The coronavirus (COVID-19) pandemic threw up a number of challenges, including how to measure consumer price inflation. Some people asked what inflation would look like if we rebalanced the figures to take account of the different household spending patterns that lockdown brought on. Here Mike Hardie writes about how we have produced these new, rebalanced numbers and what they show.

The COVID-19 pandemic, has presented immense challenges when it came to measuring inflation: we were not able to send our price collectors into shops as we normally would to collect prices, while many goods and services – such as flights and meals out – simply weren’t available.

However, we were able to collect prices online and over the telephone for goods and services that were available, while for those that weren’t, we used the price of all available goods and services as a proxy, such as using headline Consumer Prices Index (CPI) to impute for air fares.  This ensured that the approach underpinning the headline rate remained consistent over time, was relatively unaffected by items that weren’t consumed and kept our figures comparable with other countries.

Alongside this we also produced new, experimental, numbers that removed non-available items. These showed slightly lower numbers for headline annual growth of no more than 0.2 percentage points per month when social distancing and movement restrictions were in place, compared with the official Consumer Prices Index including owner occupiers’ housing costs (CPIH) and CPI.

However, many people asked whether we could produce additional figures that not only removed non-available items, but also reweighted our figures to take account of people’s substantially different spending patterns seen in lockdown.

This is far from straightforward and it takes a long time to compile the robust and detailed data on spending patterns required to produce our consumer price statistics. However, using a range of data sources, including our own retail sales data as well as anonymised and aggregated Barclays PLC payment processing data  and Revolut transactions data, we have been able to produce experimental data showing consumer inflation, taking account of these changing spending patterns.

Perhaps surprisingly, these numbers are only a little higher, with the experimental CPIH and CPI annual inflation rates only edging up by no more than 0.2 percentage points in the months from April to June compared with official measures.

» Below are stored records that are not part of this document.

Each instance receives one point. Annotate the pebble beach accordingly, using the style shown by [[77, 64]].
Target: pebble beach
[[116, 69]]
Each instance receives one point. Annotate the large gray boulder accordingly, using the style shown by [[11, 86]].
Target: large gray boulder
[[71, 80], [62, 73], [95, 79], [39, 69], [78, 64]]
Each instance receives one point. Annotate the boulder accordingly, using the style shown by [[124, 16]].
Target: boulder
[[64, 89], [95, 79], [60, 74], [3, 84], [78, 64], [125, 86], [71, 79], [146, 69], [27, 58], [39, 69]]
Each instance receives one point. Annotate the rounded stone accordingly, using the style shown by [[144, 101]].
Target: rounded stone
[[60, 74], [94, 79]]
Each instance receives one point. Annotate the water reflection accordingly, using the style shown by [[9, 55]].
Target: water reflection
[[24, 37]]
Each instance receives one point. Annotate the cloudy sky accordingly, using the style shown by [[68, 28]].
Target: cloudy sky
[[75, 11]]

This is because, despite significant changes to some types of spending, other areas – such as utility bills – remained relatively unchanged, while other items that often make an upward monthly contribution at this time of year – such as flights or hotel stays – were not available and so are not included in these figures.

These new figures are highly experimental with several different approaches considered by us while putting them together. However, despite the obvious challenges, we believe they provide good estimates of how price changes have affected households through the pandemic.

We will continue to work hard to produce the best estimates possible in the months ahead, including sending prices collectors back into shops, and will continue to update on how the pandemic is affecting our data as well as the steps taken to mitigate against it.